Stephanie avanzó hasta el pasillo y se acercó hasta las escaleras.

– Brett, ponte el bañador -gritó-. Vamos a la piscina. Y es obligatorio ir.

– ¿Va todo bien? -preguntó Vivian con amabilidad abriendo la puerta de su cuarto-. Los chicos están hoy demasiado tranquilos…

– Echan de menos a Nash -admitió Stephanie-. Creo que les vendrá bien ir a la piscina con sus amigos.

Esperó a que Vivian le hiciera alguna pregunta, pero la madre de Nash se limitó a sonreír.

– ¿Te importa si Howard y yo vamos con vosotros? Nos gusta estar con los niños.

Stephanie vaciló un instante. Lo único que le faltaba era que sus hijos se encariñaran con más gente que acabaría marchándose. Pero sería de mala educación decirle a Vivian que no. Además, desde un punto de vista egoísta, le gustaba estar con los padres de Nash. No sólo le recordaban a él, sino que además eran buenas personas.

– Nos encantará disfrutar de vuestra compañía -aseguró Stephanie-. Pero os advierto que es un sitio muy ruidoso.

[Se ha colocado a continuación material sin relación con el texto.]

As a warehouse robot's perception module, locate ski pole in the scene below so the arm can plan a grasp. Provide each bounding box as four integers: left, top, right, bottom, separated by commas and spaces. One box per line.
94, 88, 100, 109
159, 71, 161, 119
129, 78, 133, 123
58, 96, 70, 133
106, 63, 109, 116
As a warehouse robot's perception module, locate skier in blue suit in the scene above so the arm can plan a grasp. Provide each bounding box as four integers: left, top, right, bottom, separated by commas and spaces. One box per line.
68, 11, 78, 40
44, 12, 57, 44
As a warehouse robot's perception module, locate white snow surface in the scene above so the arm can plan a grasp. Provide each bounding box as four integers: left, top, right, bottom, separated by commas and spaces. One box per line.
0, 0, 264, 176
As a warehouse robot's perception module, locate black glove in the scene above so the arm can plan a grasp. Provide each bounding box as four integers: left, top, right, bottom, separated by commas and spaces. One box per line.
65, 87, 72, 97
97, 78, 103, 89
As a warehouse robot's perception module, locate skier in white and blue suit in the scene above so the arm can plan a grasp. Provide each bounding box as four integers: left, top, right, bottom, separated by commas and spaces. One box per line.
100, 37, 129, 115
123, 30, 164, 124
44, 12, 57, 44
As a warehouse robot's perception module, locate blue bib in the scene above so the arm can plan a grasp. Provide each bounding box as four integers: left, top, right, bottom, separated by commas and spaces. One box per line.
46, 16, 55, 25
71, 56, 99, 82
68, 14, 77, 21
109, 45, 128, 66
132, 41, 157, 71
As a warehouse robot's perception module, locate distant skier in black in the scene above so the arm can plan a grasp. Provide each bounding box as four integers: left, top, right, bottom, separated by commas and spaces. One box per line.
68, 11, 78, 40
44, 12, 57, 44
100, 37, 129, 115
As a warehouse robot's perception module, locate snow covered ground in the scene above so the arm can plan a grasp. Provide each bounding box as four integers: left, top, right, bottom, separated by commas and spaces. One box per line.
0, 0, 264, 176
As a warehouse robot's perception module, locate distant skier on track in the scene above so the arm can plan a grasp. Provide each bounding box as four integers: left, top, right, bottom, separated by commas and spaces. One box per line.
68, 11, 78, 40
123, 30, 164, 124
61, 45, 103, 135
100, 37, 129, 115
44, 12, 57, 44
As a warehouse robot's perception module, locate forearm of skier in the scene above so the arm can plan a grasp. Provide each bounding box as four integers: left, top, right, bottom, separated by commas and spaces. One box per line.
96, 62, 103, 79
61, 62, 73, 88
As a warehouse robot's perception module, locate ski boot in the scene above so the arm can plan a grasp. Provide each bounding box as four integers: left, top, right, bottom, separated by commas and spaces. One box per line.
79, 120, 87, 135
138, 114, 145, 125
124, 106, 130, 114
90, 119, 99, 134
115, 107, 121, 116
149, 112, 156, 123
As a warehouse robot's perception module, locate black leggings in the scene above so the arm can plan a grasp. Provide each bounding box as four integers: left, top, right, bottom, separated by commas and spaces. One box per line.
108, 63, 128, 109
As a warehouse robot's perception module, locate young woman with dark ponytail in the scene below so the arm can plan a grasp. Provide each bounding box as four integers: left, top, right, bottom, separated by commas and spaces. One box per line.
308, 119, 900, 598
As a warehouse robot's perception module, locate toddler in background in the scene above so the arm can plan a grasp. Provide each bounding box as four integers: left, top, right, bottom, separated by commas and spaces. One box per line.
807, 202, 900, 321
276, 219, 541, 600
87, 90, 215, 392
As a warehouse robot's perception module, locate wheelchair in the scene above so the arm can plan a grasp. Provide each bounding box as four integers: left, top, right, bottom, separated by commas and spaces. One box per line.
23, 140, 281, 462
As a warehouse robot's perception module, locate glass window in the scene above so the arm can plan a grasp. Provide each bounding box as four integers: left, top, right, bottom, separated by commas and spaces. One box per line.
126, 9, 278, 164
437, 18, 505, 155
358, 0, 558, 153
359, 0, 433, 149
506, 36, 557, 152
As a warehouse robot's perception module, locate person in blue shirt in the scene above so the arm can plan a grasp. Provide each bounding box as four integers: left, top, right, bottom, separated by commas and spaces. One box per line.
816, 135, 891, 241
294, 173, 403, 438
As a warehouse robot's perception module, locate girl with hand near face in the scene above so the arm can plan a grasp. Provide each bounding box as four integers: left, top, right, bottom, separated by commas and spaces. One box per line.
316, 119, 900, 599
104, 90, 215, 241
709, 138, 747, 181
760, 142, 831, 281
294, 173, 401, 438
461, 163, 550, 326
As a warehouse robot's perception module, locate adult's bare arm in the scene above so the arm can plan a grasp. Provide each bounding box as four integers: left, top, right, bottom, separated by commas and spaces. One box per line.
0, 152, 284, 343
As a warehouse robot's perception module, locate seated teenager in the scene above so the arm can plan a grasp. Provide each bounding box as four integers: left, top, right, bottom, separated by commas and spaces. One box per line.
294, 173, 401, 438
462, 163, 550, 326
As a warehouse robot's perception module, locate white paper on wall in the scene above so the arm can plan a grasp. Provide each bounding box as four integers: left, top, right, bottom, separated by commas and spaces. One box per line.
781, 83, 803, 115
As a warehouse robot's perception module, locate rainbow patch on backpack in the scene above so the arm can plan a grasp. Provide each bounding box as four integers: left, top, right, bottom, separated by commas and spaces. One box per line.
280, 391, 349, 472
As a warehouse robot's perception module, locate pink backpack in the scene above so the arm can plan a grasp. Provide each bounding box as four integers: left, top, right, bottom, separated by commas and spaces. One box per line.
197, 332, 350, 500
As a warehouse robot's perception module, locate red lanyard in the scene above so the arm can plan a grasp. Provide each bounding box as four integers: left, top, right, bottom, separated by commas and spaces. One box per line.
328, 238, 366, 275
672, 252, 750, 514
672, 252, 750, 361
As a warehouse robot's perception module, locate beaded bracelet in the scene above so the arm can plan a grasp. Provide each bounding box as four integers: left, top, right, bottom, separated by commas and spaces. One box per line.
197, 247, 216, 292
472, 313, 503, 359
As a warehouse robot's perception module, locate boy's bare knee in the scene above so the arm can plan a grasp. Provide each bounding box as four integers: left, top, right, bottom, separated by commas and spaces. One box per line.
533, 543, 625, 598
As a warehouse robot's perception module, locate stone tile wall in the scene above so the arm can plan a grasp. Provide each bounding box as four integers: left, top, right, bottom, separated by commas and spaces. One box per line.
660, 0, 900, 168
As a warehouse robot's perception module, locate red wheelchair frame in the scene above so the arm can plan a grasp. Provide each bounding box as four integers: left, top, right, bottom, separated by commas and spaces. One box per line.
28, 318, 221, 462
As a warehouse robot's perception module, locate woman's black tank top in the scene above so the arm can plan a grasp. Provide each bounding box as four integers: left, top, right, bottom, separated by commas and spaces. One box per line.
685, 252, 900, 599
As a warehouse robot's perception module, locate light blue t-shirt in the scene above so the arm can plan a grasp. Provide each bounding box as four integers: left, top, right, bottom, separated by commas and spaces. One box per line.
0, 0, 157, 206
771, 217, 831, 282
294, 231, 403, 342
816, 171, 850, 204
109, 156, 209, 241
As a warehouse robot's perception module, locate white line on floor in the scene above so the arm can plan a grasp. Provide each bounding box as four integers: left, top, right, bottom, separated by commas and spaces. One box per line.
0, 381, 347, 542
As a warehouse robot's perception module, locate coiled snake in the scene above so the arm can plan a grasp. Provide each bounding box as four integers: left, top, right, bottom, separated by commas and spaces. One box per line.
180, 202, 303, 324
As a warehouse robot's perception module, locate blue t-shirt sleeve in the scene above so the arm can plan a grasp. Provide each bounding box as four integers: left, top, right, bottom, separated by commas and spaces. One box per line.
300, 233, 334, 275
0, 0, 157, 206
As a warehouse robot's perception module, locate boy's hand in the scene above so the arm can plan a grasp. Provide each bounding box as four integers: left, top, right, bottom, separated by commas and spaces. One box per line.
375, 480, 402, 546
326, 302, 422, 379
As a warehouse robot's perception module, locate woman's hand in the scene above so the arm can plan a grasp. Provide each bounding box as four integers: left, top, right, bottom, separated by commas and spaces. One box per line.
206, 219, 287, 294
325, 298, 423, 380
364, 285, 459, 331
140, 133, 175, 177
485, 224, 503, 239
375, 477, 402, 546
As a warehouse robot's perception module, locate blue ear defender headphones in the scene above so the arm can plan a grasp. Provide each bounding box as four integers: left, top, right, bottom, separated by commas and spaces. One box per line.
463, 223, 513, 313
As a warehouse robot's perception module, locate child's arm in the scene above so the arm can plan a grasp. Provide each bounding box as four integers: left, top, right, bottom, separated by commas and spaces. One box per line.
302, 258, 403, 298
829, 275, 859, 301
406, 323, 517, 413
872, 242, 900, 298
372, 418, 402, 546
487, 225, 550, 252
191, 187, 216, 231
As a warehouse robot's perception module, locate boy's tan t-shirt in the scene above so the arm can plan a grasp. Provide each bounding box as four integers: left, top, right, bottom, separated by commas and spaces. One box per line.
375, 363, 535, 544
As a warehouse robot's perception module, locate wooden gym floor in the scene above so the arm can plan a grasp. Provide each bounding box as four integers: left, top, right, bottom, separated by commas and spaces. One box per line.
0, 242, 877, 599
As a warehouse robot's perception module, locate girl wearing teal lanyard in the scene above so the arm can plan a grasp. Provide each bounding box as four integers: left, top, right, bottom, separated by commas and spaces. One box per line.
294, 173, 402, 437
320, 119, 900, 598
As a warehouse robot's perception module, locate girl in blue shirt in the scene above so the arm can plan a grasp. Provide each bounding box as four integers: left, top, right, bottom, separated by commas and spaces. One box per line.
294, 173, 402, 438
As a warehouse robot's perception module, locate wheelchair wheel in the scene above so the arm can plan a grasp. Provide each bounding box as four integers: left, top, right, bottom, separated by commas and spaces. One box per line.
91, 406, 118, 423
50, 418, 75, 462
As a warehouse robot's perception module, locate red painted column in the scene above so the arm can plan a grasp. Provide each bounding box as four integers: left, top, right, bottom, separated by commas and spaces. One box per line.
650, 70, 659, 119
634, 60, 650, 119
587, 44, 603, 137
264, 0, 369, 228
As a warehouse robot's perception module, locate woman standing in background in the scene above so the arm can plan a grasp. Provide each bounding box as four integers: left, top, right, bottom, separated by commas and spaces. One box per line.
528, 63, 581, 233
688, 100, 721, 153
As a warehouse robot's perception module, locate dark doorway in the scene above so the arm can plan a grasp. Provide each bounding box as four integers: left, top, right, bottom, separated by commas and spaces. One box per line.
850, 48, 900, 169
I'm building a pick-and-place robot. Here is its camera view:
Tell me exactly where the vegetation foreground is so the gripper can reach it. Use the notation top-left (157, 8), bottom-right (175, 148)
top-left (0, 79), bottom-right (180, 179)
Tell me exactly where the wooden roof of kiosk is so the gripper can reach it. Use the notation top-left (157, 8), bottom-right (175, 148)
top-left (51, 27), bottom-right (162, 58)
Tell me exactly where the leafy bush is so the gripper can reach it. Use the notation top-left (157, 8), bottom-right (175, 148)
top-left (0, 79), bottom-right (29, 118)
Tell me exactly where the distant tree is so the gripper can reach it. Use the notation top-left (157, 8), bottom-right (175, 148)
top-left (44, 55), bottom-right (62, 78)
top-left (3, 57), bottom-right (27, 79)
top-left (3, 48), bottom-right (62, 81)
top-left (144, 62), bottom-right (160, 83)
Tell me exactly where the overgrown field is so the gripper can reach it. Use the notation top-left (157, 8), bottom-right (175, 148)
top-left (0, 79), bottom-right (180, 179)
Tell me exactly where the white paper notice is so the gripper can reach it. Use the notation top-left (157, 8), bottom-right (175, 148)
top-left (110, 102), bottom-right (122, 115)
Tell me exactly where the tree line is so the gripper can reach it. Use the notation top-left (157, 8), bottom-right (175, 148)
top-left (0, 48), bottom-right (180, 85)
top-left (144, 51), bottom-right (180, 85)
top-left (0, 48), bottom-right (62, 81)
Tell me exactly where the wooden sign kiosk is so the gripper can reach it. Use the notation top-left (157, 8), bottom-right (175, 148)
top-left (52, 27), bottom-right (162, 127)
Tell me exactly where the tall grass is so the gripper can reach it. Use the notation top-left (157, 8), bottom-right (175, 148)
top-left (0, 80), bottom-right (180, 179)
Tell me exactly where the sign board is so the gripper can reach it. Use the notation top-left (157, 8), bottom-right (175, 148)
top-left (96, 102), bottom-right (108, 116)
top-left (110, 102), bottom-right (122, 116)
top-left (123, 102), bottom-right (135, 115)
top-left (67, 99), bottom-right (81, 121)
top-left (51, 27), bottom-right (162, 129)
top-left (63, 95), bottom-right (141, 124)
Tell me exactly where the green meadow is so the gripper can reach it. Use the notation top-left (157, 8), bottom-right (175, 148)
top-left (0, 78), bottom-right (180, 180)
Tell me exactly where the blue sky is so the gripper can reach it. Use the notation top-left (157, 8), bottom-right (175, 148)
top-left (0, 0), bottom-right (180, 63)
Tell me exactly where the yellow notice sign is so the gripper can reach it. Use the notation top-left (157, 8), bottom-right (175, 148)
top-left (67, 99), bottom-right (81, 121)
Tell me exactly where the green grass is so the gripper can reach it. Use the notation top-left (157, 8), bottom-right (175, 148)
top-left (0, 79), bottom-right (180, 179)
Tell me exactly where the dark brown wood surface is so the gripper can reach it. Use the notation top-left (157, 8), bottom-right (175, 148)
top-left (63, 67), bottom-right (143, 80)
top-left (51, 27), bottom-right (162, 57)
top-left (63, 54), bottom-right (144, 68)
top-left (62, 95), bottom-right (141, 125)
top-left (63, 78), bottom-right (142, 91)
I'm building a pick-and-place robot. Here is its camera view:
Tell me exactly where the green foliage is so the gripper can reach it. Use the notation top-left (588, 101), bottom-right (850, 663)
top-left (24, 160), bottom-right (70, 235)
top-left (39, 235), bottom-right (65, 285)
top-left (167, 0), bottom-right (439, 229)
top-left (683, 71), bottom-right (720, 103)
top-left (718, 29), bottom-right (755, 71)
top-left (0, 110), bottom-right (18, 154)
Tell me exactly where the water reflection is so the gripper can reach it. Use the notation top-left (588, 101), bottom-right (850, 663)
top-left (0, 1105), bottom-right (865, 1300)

– No hay problema. Danos cinco minutos y estaremos listos.

La piscina municipal de Glenwood estaba tan llena de gente y de ruido como ella había imaginado. Stephanie guió el grupo hasta una esquina con sombra y los dejó allí situados. Luego se dirigió al socorrista para darle los nombres de sus hijos e informarlo de que los tres eran buenos nadadores. Cuando estaba a punto de regresar al lado de los padres de Nash alguien le dio un golpecito en el hombro. Se dio la vuelta y vio a Rebecca Haynes.

– No sabía que ibas a venir hoy a la piscina -le dijo con una sonrisa-. Nosotros hemos venido en grupo, como casi siempre. ¿Has sabido algo de Nash?